Creative writing professor Gabe Hudson is one of 20 young novelists whose work was honored last night in New York by the British literary magazine Granta.
A sample of Hudson's fiction writing will be included in "Granta: Best of Young American Novelists 2," the magazine's second listing of the best American fiction writers under 35.
Hudson said in an interview that he is thankful to receive the award. "I feel very fortunate and always very grateful for any sort of acknowledgements," he said.
Hudson's first book, a collection of short stories entitled "Dear Mr. President," was published in 2002. Drawn from his experience as a Marine rifleman, it is a compilation of surrealistic short stories that revolve around the Gulf War.
The tales include one about a veteran with Gulf War syndrome who watches a man kill his cat. Another involves a veteran who grows an ear on his stomach. A third tells the story of a deserter who becomes trapped in a bunker with a group of chimpanzees.
"He's an amazingly gifted writer," creative writing program director Chang-rae Lee said of Hudson. "His stories are brilliant and sort of crazy but also really smart about his characters."
Creative writing professor Edmund White, a judge for Granta, explained the selection process. "We read 120 books," he said. "Publishers were allowed to suggest authors."
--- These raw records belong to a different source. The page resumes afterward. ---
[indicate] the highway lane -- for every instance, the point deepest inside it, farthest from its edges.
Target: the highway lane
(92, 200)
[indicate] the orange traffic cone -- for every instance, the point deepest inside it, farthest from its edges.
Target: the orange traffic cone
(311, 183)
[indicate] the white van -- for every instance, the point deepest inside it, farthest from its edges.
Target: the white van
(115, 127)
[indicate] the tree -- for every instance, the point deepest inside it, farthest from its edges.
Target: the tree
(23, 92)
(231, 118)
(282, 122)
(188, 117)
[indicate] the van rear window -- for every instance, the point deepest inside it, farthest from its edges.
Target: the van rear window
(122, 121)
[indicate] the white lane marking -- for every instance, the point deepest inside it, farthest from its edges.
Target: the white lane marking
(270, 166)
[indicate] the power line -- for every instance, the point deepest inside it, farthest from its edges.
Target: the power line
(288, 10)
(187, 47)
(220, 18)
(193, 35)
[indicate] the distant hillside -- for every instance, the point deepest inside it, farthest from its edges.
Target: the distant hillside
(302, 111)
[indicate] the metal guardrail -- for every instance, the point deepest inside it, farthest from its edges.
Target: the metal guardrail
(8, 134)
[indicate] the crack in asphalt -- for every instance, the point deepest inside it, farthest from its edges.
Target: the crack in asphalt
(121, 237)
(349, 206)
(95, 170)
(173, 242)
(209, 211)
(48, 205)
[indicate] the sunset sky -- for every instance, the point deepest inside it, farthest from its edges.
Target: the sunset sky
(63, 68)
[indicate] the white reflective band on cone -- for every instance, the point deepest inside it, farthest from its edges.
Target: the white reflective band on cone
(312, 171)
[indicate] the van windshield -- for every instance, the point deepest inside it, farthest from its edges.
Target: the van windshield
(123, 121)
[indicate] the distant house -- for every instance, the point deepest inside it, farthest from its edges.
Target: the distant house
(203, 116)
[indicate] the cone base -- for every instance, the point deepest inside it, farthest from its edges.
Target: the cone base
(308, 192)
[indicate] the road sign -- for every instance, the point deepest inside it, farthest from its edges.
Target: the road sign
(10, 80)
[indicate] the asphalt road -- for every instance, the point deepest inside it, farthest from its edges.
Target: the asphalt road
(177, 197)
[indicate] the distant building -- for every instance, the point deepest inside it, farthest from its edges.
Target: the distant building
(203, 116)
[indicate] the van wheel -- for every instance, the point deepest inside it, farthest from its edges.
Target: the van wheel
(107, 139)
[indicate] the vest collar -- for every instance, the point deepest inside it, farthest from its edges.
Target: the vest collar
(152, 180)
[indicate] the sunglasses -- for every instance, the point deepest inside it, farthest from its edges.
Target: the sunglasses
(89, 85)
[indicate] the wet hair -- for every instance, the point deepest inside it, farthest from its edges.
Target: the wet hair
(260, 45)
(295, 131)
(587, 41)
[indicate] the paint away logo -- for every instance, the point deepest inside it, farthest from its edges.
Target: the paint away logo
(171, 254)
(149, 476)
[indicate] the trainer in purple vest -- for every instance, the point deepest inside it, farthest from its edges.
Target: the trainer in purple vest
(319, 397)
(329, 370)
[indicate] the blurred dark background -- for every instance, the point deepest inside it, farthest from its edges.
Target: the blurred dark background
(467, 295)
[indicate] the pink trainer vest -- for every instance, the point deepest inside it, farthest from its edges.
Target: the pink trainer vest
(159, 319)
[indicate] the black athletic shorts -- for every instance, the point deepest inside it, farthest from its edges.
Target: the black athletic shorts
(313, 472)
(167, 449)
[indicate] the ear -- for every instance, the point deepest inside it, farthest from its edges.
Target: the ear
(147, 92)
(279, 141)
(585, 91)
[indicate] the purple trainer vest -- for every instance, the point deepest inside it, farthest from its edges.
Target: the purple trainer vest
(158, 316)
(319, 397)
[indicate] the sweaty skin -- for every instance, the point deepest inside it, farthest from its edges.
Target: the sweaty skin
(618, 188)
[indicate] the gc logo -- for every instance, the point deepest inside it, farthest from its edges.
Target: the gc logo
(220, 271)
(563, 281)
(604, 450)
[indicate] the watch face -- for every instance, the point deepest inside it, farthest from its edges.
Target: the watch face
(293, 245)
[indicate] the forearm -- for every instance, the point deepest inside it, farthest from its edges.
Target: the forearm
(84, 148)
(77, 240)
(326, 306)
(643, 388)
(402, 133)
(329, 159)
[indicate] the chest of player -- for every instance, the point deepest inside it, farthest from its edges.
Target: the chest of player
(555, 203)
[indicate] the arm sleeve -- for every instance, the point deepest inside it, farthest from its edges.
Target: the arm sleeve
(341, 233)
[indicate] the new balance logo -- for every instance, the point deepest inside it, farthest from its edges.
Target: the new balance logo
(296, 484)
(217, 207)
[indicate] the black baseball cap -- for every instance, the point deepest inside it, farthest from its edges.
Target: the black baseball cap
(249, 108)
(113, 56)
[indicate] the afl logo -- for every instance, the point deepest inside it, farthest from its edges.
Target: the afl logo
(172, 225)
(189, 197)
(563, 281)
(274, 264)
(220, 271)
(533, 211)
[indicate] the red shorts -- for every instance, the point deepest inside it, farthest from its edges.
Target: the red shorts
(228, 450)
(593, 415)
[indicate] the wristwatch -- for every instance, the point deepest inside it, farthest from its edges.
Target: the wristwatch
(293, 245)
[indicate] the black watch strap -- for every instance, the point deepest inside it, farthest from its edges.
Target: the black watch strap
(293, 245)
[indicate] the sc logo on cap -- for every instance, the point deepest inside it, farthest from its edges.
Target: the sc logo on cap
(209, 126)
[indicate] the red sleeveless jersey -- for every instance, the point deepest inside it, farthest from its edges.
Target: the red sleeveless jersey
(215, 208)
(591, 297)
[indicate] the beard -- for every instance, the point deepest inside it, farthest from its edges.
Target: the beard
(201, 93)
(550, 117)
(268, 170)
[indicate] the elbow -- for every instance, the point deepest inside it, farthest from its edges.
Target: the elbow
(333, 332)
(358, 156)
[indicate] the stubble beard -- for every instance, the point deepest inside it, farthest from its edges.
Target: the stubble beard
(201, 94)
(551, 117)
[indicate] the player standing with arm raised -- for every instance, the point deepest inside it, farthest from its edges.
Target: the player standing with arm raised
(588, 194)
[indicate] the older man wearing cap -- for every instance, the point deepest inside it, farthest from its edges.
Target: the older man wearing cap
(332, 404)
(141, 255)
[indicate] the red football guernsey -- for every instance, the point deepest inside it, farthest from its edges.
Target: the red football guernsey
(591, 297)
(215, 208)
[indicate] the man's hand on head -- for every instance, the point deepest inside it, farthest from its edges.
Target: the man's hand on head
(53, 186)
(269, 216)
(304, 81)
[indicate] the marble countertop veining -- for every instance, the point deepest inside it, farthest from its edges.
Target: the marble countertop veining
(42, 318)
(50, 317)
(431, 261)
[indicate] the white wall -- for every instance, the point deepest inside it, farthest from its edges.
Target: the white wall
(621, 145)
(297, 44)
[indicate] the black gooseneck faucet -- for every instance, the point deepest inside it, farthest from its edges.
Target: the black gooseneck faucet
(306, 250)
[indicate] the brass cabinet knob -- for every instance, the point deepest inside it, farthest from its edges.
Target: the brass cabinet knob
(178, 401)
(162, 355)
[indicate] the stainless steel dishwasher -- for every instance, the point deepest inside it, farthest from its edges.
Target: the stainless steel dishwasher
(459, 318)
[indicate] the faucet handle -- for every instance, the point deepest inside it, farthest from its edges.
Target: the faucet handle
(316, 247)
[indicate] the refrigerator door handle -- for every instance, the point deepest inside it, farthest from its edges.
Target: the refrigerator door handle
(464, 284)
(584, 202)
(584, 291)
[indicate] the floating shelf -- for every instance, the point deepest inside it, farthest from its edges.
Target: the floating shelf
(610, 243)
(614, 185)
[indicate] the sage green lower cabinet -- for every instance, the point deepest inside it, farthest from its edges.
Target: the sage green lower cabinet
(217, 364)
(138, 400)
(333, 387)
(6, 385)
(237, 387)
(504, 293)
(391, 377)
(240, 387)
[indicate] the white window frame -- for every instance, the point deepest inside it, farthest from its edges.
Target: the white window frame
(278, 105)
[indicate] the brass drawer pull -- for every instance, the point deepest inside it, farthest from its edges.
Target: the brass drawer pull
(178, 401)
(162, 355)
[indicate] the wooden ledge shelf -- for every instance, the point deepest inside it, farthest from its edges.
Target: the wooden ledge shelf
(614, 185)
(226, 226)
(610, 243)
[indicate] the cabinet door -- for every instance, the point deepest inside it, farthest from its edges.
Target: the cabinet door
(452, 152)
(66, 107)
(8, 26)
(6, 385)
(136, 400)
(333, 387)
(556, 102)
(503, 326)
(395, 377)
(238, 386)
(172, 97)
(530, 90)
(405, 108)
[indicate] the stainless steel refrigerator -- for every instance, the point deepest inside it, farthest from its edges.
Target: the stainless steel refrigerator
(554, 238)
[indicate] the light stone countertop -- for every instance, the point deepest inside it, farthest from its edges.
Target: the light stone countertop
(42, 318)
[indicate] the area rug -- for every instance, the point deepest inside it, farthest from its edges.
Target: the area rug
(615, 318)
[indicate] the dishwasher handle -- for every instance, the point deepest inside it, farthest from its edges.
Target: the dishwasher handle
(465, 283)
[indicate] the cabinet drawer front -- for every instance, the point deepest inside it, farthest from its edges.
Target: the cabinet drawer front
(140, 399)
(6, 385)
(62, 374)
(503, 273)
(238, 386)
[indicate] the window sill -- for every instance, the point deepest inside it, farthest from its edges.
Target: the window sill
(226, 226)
Granta published its first list of top young American writers in 1996, which included Madison Smartt Bell '79 and Jeffrey Eugenides, who will join the University's creative writing program next year.
Granta's recognition is not the first Hudson has received for his efforts. Previously, he won a Sue Kaufman Prize for First Fiction from the American Academy of Arts and Letters. He has also written for The New Yorker, McSweeney's, BookForum, GQ, Black Book and The Village Voice. He is an editor-at-large for McSweeney's.
Eli Horowitz, the managing editor of McSweeney's, has worked with Hudson for seven years. "He takes a certain surreality and blends it with either everyday life or ... with a horror story with a gritty romp," he said.
"[Granta] gives a little snapshot of where we are," Horowitz added. "I think it's a nice bit of encouragement [for Hudson]."
Hudson said he strives to emphasize the human side of narratives in his writing. "The novel's greatest tool is empathy — being able to empathize with another human being as fully as possible," he said. "The Marines was an exercise in that."
At Princeton, Hudson teaches a creative writing class on fiction. This year, he is a Hodder Fellow, an awarded position given through the Council of the Humanities to young authors who have published an acclaimed book and are continuing work on another. The course he teaches has been described as a boot camp, but Lee noted that Hudson has "long waiting lists for his classes."
Hudson is now working on his first novel, which recounts the story of a Vietnamese-American soldier in Iraq. He denied that the novel is a war story, however, classifying it instead as a tale about the manifestation of the unbelievable infused with Eastern thought.
He is interviewing for a teaching job in Seoul, South Korea, and is engaged to a woman who lives in Saigon, Vietnam. But he said he is grateful for the time he has spent at the University, adding that his peers at Princeton have provided welcome encouragement for his literary efforts.
"My colleagues at Princeton ... are an inspiration to me," he said, "and they've been incredibly supportive of my efforts and my writing of this novel."